“And we know that for those who love God all things work together for good, for those who are called according to his purpose.”
Romans 8:28
Some of these posts will be a look at the past while others might be written current day. This post is a lesson I’m currently exercising my faith in. Faithercising. Can we make that a word? Tell you what, here it’s a word! Come. Walk with me while I faithercise through this seasons catastrophes!
Ricky Bobby just turned one year old has been ill for the last week and a half. We aren’t sure if it’s sickness or if he’s hurt. On top of everything else that’s been going on, dealing with a hurt baby horse can feel a little overwhelming. Some days I’m good, energized, and determined. Other days the weight of his health sits heavy. Having just lost a teenage horse last month, my heart is pretty sensitive to illness right now.
I was reading Jeremiah over the last couple weeks and I couldn’t help but notice Jeremiah’s calling was to suffering. (Of course He would have both my Bible in a Year podcast AND my bible study group focusing on this weeping prophet! Well played, God. Well played.) The Lord called him forth at a very young age and for more than 40 years, Jeremiah went throughout the nation of Israel and obediently proclaimed God’s word.
But nothing happened. The Israelites didn’t listen. They didn’t change. From the surface, it can seem as though Jeremiah’s ministry was a failure. He spent the majority of his life obeying God, saving no one but his scribe and a compassionate Ethiopian, just to go and die in Egypt. At the end of the book, I was pretty discouraged and I felt the despair and spiraling creeping in.
“Lord, I desperately do not want to be a weeping prophet!” was the cry of my heart.
At least when Paul suffered, he saw the fruit of winning lives over to Christ! I found myself praying a prayer of mercy. A prayer that begs for another way. Let me be clear, I wasn’t praying for comfort; suffering isn’t the problem. I desperately wanted my suffering to mean something, for it to not be in useless. It’s so much easier for me to swallow the pill of hardship when I know it’s helping someone else.

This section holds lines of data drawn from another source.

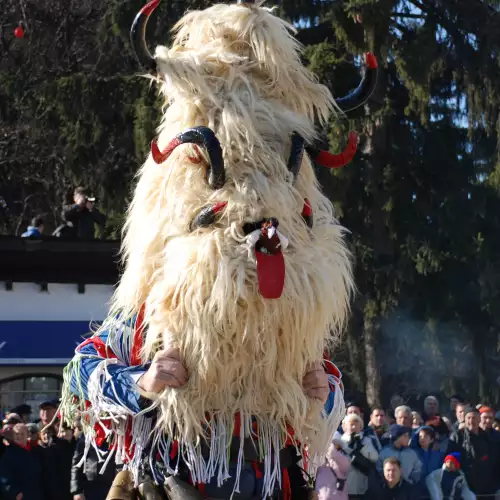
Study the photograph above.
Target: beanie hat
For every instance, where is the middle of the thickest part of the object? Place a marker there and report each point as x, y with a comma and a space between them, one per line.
486, 409
396, 431
453, 457
470, 409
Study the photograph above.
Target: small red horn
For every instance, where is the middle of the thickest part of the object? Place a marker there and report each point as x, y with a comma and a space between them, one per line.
329, 160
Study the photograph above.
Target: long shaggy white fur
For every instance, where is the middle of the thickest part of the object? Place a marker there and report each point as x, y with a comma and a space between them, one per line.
237, 70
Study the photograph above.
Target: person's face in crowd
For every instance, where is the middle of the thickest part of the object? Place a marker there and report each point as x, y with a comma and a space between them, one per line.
396, 401
8, 431
353, 410
392, 473
352, 427
47, 413
403, 441
472, 421
21, 434
486, 420
460, 412
431, 407
378, 418
424, 439
417, 420
453, 404
450, 466
47, 434
404, 418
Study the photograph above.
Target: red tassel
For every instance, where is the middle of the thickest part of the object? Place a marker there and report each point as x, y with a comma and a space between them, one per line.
287, 488
135, 356
329, 160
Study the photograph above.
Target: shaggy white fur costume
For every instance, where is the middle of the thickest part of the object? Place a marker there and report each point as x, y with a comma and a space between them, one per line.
235, 69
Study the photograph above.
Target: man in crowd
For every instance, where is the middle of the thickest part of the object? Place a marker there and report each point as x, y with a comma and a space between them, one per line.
20, 470
83, 215
48, 410
377, 429
411, 467
36, 228
393, 486
454, 401
403, 416
477, 454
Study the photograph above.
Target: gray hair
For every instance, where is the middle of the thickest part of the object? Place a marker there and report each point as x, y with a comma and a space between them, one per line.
404, 408
431, 398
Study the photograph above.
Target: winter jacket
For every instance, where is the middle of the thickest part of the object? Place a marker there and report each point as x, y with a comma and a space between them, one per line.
20, 472
86, 478
431, 459
379, 490
331, 483
83, 220
380, 437
411, 467
460, 489
31, 232
478, 460
357, 479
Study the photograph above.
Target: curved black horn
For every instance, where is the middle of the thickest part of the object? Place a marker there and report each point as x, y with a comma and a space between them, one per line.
138, 36
296, 154
365, 89
203, 137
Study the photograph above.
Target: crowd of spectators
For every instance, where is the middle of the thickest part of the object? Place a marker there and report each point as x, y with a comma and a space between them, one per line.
41, 460
79, 219
395, 454
402, 454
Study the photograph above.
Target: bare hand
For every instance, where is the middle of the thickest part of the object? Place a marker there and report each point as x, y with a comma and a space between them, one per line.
315, 383
166, 370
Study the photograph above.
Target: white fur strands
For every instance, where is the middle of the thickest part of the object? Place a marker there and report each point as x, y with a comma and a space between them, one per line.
237, 70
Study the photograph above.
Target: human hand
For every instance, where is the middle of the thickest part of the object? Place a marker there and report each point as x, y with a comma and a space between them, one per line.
315, 382
166, 370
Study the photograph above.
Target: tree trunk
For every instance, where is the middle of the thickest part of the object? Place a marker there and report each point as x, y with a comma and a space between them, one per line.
373, 385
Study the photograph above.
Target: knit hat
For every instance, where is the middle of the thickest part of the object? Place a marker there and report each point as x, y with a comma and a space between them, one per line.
396, 431
470, 409
486, 409
453, 457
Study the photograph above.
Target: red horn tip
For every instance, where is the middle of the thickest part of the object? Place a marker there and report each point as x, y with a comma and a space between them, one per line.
371, 60
150, 7
155, 151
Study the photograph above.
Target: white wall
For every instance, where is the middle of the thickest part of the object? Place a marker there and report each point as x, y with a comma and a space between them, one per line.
62, 302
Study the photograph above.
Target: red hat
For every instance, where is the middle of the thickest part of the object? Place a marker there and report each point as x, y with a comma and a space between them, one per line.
453, 457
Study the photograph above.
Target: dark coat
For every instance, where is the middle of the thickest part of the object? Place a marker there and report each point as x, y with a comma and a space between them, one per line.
94, 485
477, 460
20, 472
83, 220
379, 490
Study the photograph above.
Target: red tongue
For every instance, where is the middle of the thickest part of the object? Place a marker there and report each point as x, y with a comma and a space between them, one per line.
271, 274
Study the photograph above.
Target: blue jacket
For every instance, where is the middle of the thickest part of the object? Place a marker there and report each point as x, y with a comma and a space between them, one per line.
31, 232
431, 459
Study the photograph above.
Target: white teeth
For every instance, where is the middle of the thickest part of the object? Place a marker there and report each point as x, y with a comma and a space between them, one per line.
283, 240
253, 237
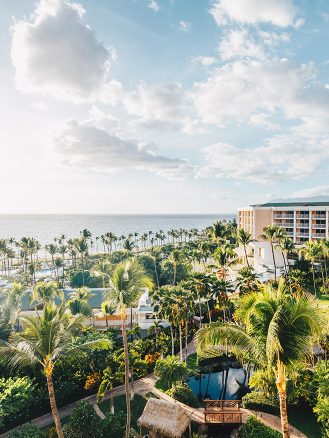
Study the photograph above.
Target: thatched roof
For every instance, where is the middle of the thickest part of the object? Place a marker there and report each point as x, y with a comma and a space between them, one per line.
164, 417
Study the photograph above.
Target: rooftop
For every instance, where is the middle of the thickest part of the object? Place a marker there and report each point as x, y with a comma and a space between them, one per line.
293, 204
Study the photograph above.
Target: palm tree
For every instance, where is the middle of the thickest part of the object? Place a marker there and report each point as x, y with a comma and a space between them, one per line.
270, 233
275, 329
126, 285
312, 251
170, 370
244, 239
45, 339
247, 280
107, 310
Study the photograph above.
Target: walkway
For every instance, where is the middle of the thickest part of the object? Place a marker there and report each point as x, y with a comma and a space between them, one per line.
147, 384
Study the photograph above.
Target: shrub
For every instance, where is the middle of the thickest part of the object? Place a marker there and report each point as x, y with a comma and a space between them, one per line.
170, 370
181, 392
16, 395
255, 429
27, 431
84, 423
257, 401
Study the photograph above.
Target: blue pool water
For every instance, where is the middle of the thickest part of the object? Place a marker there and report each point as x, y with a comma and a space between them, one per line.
228, 384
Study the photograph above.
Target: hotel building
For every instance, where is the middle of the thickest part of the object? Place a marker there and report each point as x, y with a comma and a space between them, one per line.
303, 222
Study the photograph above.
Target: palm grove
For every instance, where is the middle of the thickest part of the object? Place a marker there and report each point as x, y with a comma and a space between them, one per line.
54, 356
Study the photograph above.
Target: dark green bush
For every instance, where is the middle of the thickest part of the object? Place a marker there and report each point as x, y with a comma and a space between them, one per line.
255, 429
84, 423
257, 401
181, 392
76, 280
27, 431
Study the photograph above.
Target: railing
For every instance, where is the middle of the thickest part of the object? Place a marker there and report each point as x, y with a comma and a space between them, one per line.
222, 411
221, 404
223, 417
318, 235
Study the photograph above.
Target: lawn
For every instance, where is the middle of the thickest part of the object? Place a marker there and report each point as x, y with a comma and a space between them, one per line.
304, 420
137, 407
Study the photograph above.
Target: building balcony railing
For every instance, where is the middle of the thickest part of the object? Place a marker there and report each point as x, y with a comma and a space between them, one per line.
318, 235
283, 216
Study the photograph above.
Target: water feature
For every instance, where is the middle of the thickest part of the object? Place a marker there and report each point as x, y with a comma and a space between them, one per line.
228, 384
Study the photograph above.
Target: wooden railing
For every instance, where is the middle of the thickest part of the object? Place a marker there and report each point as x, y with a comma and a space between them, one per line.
222, 411
223, 417
221, 404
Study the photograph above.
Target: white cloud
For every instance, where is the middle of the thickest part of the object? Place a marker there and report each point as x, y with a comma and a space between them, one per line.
312, 192
154, 5
281, 158
204, 60
238, 44
88, 146
55, 53
238, 90
185, 26
161, 103
278, 12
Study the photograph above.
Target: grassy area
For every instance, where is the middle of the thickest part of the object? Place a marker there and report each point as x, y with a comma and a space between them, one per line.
137, 407
304, 420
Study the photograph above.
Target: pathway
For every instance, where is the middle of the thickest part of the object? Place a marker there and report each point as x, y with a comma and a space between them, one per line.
147, 384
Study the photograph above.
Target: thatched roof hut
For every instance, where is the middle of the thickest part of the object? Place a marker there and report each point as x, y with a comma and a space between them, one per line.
164, 419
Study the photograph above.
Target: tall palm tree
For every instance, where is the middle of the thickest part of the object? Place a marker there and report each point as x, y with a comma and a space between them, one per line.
275, 329
270, 233
244, 239
312, 251
45, 339
126, 285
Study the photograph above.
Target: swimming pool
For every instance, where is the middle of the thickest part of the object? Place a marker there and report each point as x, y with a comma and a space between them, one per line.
229, 384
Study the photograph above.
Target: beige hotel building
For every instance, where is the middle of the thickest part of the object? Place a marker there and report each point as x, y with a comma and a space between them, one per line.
303, 222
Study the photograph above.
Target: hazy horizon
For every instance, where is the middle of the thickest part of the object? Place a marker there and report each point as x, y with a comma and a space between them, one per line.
150, 106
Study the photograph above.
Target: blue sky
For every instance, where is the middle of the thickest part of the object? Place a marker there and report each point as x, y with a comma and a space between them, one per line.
162, 106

As I was driving down the country road to the equine clinic to drop off a couple bags of horse poo, I had a fleeting thought–it wasn’t even a complete thought but a mere thought that settles on you like an simple feeling and it was this: If Ricky Bobby’s unknown illness could help someone, I could endure. If some how, some way, this sickness, injury, or disease could open a path for someone else, it would make my journey through the unknown worth it. I could indeed suffer if it meant help or healing for someone else. If there were purpose for this struggle.
And then the thought flew away and I zoned back into the podcast that was playing through my speakers.
While dropping off the manure for clinic staff to inspect, I chatted with the tech for a few minutes. She told me the doctor had been pretty stumped about Ricky Bobby’s case but after consulting with other colleagues, he felt pretty confident that he had narrowed down the cause of Ricky Bobby’s sudden illness to roundworms (which can be found in their manure, hence my traveling bags of poop), and he believed in this diagnosis so much that he revisited his own foal deworming policies and made the executive decision to amend their more conservative approaches to include more aggressive prevention for future and current foals.
Hearing this news brought a large sense of peace to my heart! Thank you Lord for knowing the inner desires of my heart! If Selah Way Ranch needed to experience hardship in order for someone else to have momentum, I felt privileged that God had entrusted me with that job. He knew I could endure through the amount of pressure required and I would be able to respond to the pressure in a way that progress could be made.
A seemingly small lesson but proof nonetheless that the Lord almighty does INDEED work everything together for good for those who love Him and are called according to His purpose.
Update: Ricky Bobby did not have signs of roundworms, however all the previous comfort still stands. I still hold tight that whatever Ricky Bobby is experiencing, it has not only allowed the clinic staff to restructure their policies which will no doubt be a benefit to their clients as well as God’s creatures, but our journey isn’t over! God isn’t done with this little foal! I choose to hold fast to the hope that God plans to help even more people through this situation in even more ways. He has proven to me that he hears my prayers, He will answer my prayers, and He has purpose for the suffering so I must choose to believe that He will do it again and again.